Поспешая домой, Спиридон Ильич все время думал о разговоре в райкоме партии, старался представить себе, что принесет ему, семье его, народу завтрашний день, и не, мог. Слишком гнетущи были сообщения, появившиеся на страницах газет. «Шутка ли, так прет немец! — думал он. — Такой силе каждый камешек надо поперек дороги положить — только так ее уймешь».
Чем ближе подходил он к своему дому, тем чаще его мысли сбивались на рассуждения о жене и дочери. О сыновьях он подумал так: они что, парни, им на роду написано с винтовкой побрататься. Вспомнил, как при въезде в город на «эмке», глядя на разрушения от бомбежек, заколотилось у него сердце. «Живы ли? — обожгла его тогда мысль. — Заехать бы. Хоть глазом посмотреть». Но Морозов даже не сделал шоферу намека. «Раз машину прислали, значит, что-то очень срочное», — подумал он, чтобы как-то отогнать мысли о семье.
Перед крыльцом Акулина Ивановна вытряхивала половики. Увидя подошедшего к калитке Спиридона Ильича, она выпустила из рук половик и так осталась стоять, причитая:
— Одни мы остались тут с сынишкой. Видел хоть своих-то? — У Спиридона Ильича сдавило сердце: «Случилось что-то!» — Уехали в Лугу. Красноармеец этот ваш увез.
— Расскажи хоть толком, — пожимая ей руку, Спиридон Ильич вперил в нее настороженный взгляд и думал, что, раз Петр не сказал, значит, что-то случилось с ними. — Когда уехали? Зачем?
Они вошли в дом. Там все было как прежде. Акулина Ивановна, рассказывая, ставила самовар. Спиридон Ильич слушал ее, а сам размышлял: «Что же с ними случилось в дороге?.. Вот шельмец, этот Петр. Что бы сказать!.. Чертяка, ведь не убил бы». Когда Акулина Ивановна смолкла, спросил:
— Писем от них не было?
— Да какие письма! — удивилась соседка. — Сказывают, почта совсем перестала работать. Война… Какие уж тут письма!

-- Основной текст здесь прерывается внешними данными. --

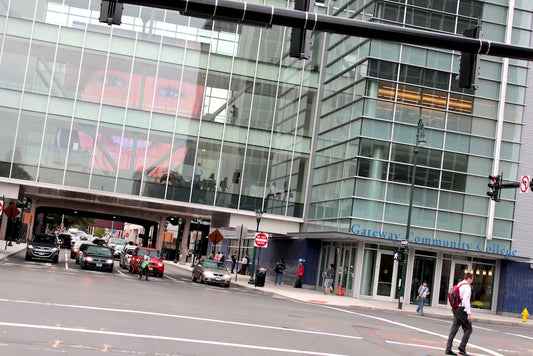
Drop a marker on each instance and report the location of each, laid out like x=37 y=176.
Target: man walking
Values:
x=462 y=316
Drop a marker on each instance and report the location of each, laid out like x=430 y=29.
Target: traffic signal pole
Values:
x=266 y=16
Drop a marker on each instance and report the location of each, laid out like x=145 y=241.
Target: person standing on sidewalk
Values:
x=280 y=267
x=233 y=261
x=423 y=292
x=328 y=281
x=462 y=316
x=143 y=264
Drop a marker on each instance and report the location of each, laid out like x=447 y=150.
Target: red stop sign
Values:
x=261 y=240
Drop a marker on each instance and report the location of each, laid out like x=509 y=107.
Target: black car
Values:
x=43 y=247
x=99 y=257
x=81 y=251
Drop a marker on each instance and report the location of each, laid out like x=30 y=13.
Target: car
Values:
x=125 y=256
x=81 y=251
x=156 y=265
x=116 y=244
x=211 y=271
x=98 y=257
x=76 y=247
x=65 y=240
x=43 y=247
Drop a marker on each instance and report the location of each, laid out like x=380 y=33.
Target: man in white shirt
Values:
x=462 y=316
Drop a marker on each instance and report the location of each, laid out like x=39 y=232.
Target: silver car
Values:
x=211 y=271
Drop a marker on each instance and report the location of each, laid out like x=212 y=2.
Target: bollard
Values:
x=525 y=314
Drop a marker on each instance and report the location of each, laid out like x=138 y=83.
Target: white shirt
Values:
x=465 y=292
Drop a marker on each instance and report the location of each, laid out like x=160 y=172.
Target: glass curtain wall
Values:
x=162 y=106
x=375 y=93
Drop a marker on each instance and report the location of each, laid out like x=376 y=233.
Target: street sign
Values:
x=11 y=211
x=524 y=184
x=261 y=240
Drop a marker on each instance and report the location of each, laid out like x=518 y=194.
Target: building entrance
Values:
x=386 y=271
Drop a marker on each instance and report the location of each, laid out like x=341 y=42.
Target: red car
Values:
x=156 y=266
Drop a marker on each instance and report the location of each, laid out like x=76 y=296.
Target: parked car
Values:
x=117 y=245
x=99 y=257
x=43 y=247
x=211 y=271
x=76 y=247
x=65 y=240
x=81 y=251
x=156 y=265
x=125 y=256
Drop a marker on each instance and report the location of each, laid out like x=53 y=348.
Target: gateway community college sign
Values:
x=495 y=248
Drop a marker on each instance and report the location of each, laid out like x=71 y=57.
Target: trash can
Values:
x=260 y=277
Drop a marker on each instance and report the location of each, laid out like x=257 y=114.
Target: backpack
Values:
x=454 y=297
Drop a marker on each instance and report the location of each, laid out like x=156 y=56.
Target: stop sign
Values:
x=261 y=240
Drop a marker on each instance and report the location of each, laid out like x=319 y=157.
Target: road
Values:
x=49 y=309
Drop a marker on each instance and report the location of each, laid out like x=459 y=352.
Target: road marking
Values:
x=420 y=345
x=168 y=338
x=131 y=311
x=406 y=326
x=518 y=335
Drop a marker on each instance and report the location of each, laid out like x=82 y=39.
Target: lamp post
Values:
x=258 y=215
x=420 y=142
x=198 y=222
x=178 y=238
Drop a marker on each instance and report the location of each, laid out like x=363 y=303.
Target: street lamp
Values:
x=420 y=142
x=178 y=238
x=198 y=222
x=258 y=215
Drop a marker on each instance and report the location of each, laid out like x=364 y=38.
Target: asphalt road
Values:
x=49 y=309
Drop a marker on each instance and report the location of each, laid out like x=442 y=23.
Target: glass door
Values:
x=346 y=268
x=458 y=273
x=386 y=273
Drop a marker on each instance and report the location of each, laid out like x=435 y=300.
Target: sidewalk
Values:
x=319 y=297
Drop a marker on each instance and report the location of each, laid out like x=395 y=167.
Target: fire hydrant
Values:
x=525 y=314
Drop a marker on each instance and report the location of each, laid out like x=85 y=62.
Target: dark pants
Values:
x=460 y=318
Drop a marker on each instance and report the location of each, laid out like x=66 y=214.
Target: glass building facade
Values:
x=163 y=106
x=216 y=116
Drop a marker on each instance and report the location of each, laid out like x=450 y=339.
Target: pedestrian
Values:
x=300 y=275
x=233 y=261
x=328 y=281
x=462 y=316
x=244 y=264
x=423 y=292
x=144 y=263
x=280 y=267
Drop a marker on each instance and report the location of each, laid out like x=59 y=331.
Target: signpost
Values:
x=261 y=240
x=525 y=181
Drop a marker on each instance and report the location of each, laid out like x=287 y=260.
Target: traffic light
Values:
x=495 y=186
x=301 y=38
x=469 y=63
x=111 y=12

Пили густой кирпичный чай со сливками. Акулина Ивановна выставила на стол самодельный калач. Но Спиридон Ильич не наслаждался чаем — обуревали одна хуже другой мысли о жене и дочери. Вслух же, когда выпил чашку, проговорил:
— Будто никогда так и не чаевничал.
Он отодвинул от себя чашку и, намереваясь идти в комнату, подумал: «Отдохну и пройду по явкам. Глазами посмотрю… Может, там не явки, а одна видимость». Но уходить из кухни не хотелось. Тут все было ближе к памяти о жене, о дочери. И все-таки, поднявшись, Спиридон Ильич прошел в комнату. Достал из кармана брюк записку с явками и паролями и начал все это заучивать.
Явок было три: основная и две запасные.
Выучив адреса, пароли и отзывы, Спиридон Ильич вынул из кармана коробок со спичками и, подойдя к открытому окну, поджег бумажку.